Taperinq required to prevent rebound reflux
To prevent rebound reflux, taper off an acid blocker as soon as possible. As a medical non-professional, my guess of a good rate is 25% per week. If you get rebound reflux, lower the decrease and take longer to taper off.
For example, to taper Prilosec OTC, I would open the Prilosec OTC capsule, carefully pour 1/4 out, put the capsule back together, and take the other 3/4. Do this for a week. Then pour more out a half, take 1/2 capsule for a week. Then take 1/4 capsule for a week. After that, stop taking the drug.
If you're taking this kind of prescription Prilosec:
You may open the Prilosec delayed-release capsule and sprinkle the medicine into a spoonful of applesauce to make swallowing easier. Swallow this mixture right away without chewing. Do not save the mixture for later use.
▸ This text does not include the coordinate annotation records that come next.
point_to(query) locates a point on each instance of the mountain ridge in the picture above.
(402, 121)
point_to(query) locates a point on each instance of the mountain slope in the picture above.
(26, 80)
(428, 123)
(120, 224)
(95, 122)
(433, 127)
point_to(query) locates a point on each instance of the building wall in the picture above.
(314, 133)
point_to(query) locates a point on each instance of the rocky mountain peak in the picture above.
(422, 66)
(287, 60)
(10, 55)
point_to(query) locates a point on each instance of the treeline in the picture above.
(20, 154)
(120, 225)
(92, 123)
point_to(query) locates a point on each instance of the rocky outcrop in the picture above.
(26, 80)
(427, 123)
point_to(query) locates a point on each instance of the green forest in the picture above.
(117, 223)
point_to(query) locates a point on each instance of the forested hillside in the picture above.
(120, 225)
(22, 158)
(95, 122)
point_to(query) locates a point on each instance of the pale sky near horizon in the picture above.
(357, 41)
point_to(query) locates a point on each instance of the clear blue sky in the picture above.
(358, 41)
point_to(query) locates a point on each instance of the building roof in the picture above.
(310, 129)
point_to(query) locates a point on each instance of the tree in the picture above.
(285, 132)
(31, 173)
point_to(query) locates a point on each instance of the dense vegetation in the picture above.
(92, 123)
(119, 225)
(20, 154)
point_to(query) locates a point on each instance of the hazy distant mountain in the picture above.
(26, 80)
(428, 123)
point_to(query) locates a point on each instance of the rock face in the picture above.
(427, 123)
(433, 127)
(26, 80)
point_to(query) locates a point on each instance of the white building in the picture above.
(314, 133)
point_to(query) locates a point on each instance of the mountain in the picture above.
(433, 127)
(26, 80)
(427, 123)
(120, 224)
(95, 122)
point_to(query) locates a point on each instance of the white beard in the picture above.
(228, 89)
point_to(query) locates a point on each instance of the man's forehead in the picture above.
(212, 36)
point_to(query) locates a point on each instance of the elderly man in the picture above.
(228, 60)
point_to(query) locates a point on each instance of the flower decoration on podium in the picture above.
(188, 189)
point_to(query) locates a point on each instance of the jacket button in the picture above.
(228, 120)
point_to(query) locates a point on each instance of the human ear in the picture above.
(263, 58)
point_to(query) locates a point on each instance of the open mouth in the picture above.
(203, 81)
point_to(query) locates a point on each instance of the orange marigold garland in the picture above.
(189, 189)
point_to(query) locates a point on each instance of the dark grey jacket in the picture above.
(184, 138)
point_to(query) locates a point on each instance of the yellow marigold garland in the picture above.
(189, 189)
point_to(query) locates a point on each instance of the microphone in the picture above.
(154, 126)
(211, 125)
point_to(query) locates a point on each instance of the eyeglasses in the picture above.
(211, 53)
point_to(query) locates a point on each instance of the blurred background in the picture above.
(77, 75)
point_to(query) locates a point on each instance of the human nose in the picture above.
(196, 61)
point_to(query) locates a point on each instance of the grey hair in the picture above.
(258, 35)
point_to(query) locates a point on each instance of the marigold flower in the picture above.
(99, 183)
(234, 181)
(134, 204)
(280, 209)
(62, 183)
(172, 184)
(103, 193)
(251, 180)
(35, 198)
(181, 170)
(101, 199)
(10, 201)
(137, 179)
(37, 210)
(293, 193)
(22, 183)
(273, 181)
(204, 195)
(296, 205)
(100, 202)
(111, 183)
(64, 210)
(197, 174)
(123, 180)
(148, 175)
Discard the empty capsule.
If you've been on an acid blocker for any length of time, you may wish to get a vitamin B12 shot before starting a taper of a psychiatric drug, or start supplementing with sublingual B12, See http://survivinganti...nervous-system/
Chris Kresser on how to resolve acid reflux without drugs http://chriskresser.com/heartburn
But in recent years, the Food and Drug Administration has issued numerous warnings about P.P.I.’s, saying long-term use and high doses have been associated with an increased risk of bone fractures and infection with a bacterium called Clostridium difficile that can be especially dangerous to elderly patients. In a recent paper, experts recommended that older adults use the drugs only “for the shortest duration possible.”
Studies have shown long-term P.P.I. use may reduce the absorption of important nutrients, vitamins and minerals, including magnesium, calcium and vitamin B12, and might reduce the effectiveness of other medications, with the F.D.A. warning that taking Prilosec together with the anticlotting agent clopidogrel (Plavix) can weaken the protective effect (of clopidogrel) for heart patients.
Other research has found that people taking P.P.I.’s are at increased risk of developing pneumonia; one study even linked use of the drug to weight gain.
Although the official medication guide warns patients not to stop Prozac without checking with their doctors, it doesn't tell doctors how to help people discontinue the drug without symptoms such as anxiety, irritability, changes in sleep habits, headache, sweating, nausea, dizziness or electric shocklike sensations.
Doctors may encounter similar challenges when they try to help patients discontinue other medicines. Acid-suppressing drugs such as esomeprazole (Nexium), lansoprazole (Prevacid) and omeprazole (Prilosec) may trigger rebound hyperacidity and reflux if they are stopped abruptly.
Edited by Altostrata, 21 December 2015 - 09:21 PM.